This post is a follow-up to my recent discussion of What Is the Expected Distribution of Website Response Times?
It's an all-too-common scenario: you’ve just deployed a change to your web application (or maybe are observing the deployment in real time) when you realize that performance has taken a hit. Maybe your baseline alerts have fired or Radar has flagged a regression in performance. Or maybe—worst case scenario—you’re hearing it directly from your customers: your page response times have spiked.
You’ve got to find the culprit quickly, but where do you begin?
You might start by looking at transaction traces in New Relic APM. These are detailed waterfall diagrams of individual web transactions continuously sampled in real time, based on a sampling rate and the transaction latency. On both the application overview and transaction overview pages you’ll find a list of recent transaction traces. Some are examples of the worst performing transactions while others represent more typical transaction response times.
If you’re concerned about slow transactions, it makes sense to look at the traces for the slowest transactions, right?
Maybe not. I’m going to show you why you want to start with your typical—not your slowest—transactions to get to the root of the problem.
Step away from that slow transaction trace
Here’s what’s likely to happen—you look at one trace and immediately see a problem: a single query or external call that took 10 seconds when it normally takes less than 50 milliseconds.
There’s your problem, right? A call to an external service took 42 seconds! But why is it so slow? Nothing in the code has changed. The service call doesn’t appear unusual and there’s no indication the service was having problems during this period. Most important, the call normally takes less than 25 milliseconds, according to the transaction breakdown.
Many of the other transaction traces show the same problem—a stalled call to the same external service. Surely that’s the issue then?
To find out, you need to focus on investigating why that external service is so slow. But if you look at the service in question, you quickly discover there’s nothing wrong. There is no change in the performance profile or the error rate. Throughput and response time are consistent with normal operations. There are a few outliers, of course, but relative to the number of properly handled requests, these are just noise. There’s nothing more to do here.
The truth is, you haven’t yet found the cause of the slowdown. In fact, you’re looking in the wrong place.
Slow transaction traces give you visibility into the worst performing transactions—the outliers. If you want to understand what’s causing a degradation in your typical transaction response times, then studying your outliers won’t help. They are not representative of typical performance. In my previous post—What Is the Expected Distribution of Website Response Times?—I showed how the expected distribution of response times closely follows an Erlang distribution. In this situation, outliers are an inevitable consequence of transactional applications essentially being large queuing networks. No matter how fast your application is responding, there will always be some occurrences of pathologically slow transactions.
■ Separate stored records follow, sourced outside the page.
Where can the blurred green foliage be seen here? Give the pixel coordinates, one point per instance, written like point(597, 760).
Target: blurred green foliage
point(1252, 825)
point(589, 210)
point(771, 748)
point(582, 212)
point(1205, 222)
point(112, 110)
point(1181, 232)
You can see this in a typical application histogram. This one shows the 97% fastest transactions for a web application:
Slow transaction traces typically fall in the range of the slowest 0.1% of requests; they don’t even show up in the histogram above. A histogram that includes 99.8% of requests will look like the one below. The transaction traces for this population are in the range of 3-5 seconds and are so far away from the center of mass of the population that they barely register:
When you look at your slow transaction traces you’ll find that, in nearly all cases, there is one segment that is consuming almost all of the extra time. I took samples of 4,000 anonymized slow transaction traces and found that in about half of them the slowest segment accounted for more than 96% of the total transaction time. Everything else behaved more typically.
In the sample data, database operations accounted for 25% of the slow segments. External calls were another 18%. The remainder were spread across many different component types. Database and external calls involve network operations and remote servers, so they are quite likely to stall out in a very small number of cases. The traces may still indicate a problem that needs to be addressed, but they aren’t going to show you where website response times are being spent overall. Therefore, they’re not a likely indicator of significant performance regression.
How do we know this? From looking at the data.
We’ve already seen how slow transaction traces are usually triggered by a single segment. I compared this segment to the typical performance profile in my sample of 4,000 transaction traces and found that, on average, the transaction trace’s slowest segment was 600 times longer than the typical latency of that segment. These super slow calls in transaction traces are truly pathological cases.
Move along, nothing to see here
As shown in our example, even if the stalled external calls showing up in slow transactions have a specific cause (transient network errors, say, or retry loops), those few outliers are not enough to significantly degrade the overall average time for that remote call. Focusing on them is nothing more than a red herring in the search for the true cause of a performance regression.
Should you avoid looking at transaction traces altogether in these situations? Not necessarily.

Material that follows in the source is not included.